Nunca comi um escargot e não tenho vontade. Me causa certo mal estar pensar em comer a lesminha, parecendo um torresmo cozido, derretendo na boca.

- “Nojo?”

- “Sim, um pouco de nojo, devo confessar, coisa de falta de costume, pois já comi içá.”.

Era assim: também depois das chuvas, que ocorriam em outubro e novembro, se vigiava o céu para descobrir verdadeiras nuvens de içás e ira à caça.

Uma festa. Pai mandava e nós, ainda meninos, alegremente obedecíamos; nos juntávamos aos vizinhos, aos primos e, caçarola debaixo do braço, catávamos, sempre disputando quem enchia mais a caçarola de saúvas e sem dó, nem piedade, arrancávamos suas asas e depositávamos na caçarola. E elas caiam na caçarola feito uma bolinha de gude, ou uma jabuticaba marrom, só que com perninhas aflitas que não paravam de mexer, buscando a infrutífera fuga.

- “E vocês comiam?”.

Depois, em casa, tira-se as perninhas e lava. Em uma frigideira, coloca-se bastante gordura de porco, aquece, joga sal nas bolinhas e frita. Uns gostam de comer com farinha de mandioca, meu pai gostava de jogar pimenta malagueta em cima da fritada e comia enquanto bebia goles e goles de pinga. As mulheres, sem o costume de beber pinga, comiam com arroz.
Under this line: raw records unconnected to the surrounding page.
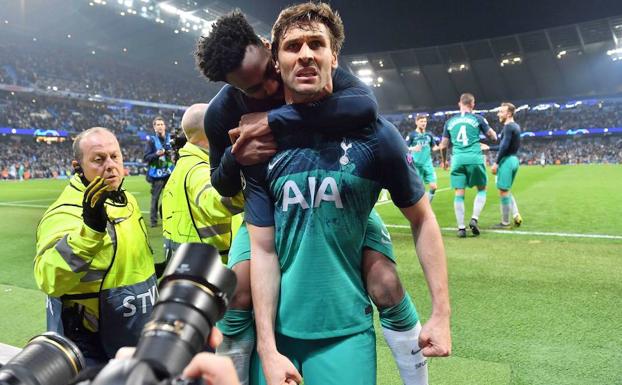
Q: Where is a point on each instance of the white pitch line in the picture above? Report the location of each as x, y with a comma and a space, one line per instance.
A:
389, 200
29, 201
518, 232
22, 205
38, 206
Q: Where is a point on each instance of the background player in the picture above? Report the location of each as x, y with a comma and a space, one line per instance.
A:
506, 165
467, 161
422, 143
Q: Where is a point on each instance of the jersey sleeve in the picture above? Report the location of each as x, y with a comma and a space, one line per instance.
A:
258, 207
219, 118
352, 106
446, 130
483, 124
397, 168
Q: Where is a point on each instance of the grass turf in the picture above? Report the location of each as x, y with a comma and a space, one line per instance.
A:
527, 309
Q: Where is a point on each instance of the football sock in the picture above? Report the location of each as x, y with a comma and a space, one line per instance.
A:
238, 340
401, 327
514, 206
459, 210
431, 194
506, 206
478, 203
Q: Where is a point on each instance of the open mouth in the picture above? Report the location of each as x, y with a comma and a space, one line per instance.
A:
309, 72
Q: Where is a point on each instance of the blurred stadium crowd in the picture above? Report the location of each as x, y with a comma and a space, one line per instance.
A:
57, 95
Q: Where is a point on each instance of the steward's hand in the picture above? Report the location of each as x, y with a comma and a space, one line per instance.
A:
93, 211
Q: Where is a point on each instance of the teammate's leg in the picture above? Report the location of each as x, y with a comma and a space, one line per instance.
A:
478, 205
506, 207
398, 315
458, 178
459, 211
518, 220
237, 324
432, 191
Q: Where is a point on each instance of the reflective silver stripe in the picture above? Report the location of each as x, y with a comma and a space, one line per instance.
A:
207, 186
93, 275
211, 231
91, 319
74, 261
228, 203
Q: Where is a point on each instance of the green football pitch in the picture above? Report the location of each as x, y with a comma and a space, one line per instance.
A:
540, 304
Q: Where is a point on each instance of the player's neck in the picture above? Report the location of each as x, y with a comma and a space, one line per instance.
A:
466, 110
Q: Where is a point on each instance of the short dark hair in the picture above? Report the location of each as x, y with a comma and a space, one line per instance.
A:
301, 15
222, 51
510, 106
156, 119
467, 99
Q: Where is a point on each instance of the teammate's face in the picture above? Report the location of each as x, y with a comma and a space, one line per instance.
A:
159, 127
306, 61
422, 123
101, 156
503, 114
256, 76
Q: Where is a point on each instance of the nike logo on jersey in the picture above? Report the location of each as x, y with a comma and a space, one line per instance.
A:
386, 237
274, 161
345, 147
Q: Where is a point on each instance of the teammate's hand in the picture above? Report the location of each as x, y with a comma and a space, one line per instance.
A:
253, 125
213, 369
255, 150
93, 211
279, 370
435, 337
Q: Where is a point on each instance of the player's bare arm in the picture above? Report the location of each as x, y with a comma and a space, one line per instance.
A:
265, 286
435, 336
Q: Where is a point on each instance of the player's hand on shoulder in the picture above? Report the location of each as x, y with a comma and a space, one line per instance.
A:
254, 151
253, 125
435, 337
279, 370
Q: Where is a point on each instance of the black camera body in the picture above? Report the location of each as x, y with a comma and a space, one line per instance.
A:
194, 294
Sabe que até o Drummond, sim o Carlos Drummond de Andrade, comeu? E escreveu uma inesquecível crónica falando das tanajuras. Em sua história Drummond conta de um amigo, menino como ele, que à noite, após alegre caçada e haver saboreado uma boa quantidade de içás sonhou que estava a escolher uma enorme içá para arrancar suas asinhas quando a mesma foi se avolumando, avolumando, tornando-se cada vez maior e ameaçava - não me lembro de mais se conseguiu ou não arrancar seus braços para jogá-lo em uma frigideira cheia de banha de porco fervendo, fritá-lo e fazer uma paçoca. Cruz credo!

E lembrei-me, naquele dia, vendo os escargots, dos popozinhos das tanajuras fritos na frigideira, estourando na boca sob a pressão dos dentes e da língua, soltando e esparramando na boca seus ovinhos, dos quais não me lembro de mais o sabor. Não sei se hoje, teria coragem de comer içás fritas, e muito menos de arrancar suas asinhas, e só para depois sonhar como o amigo do Drummond.

Melhor pão espanhol e queijo de cabra!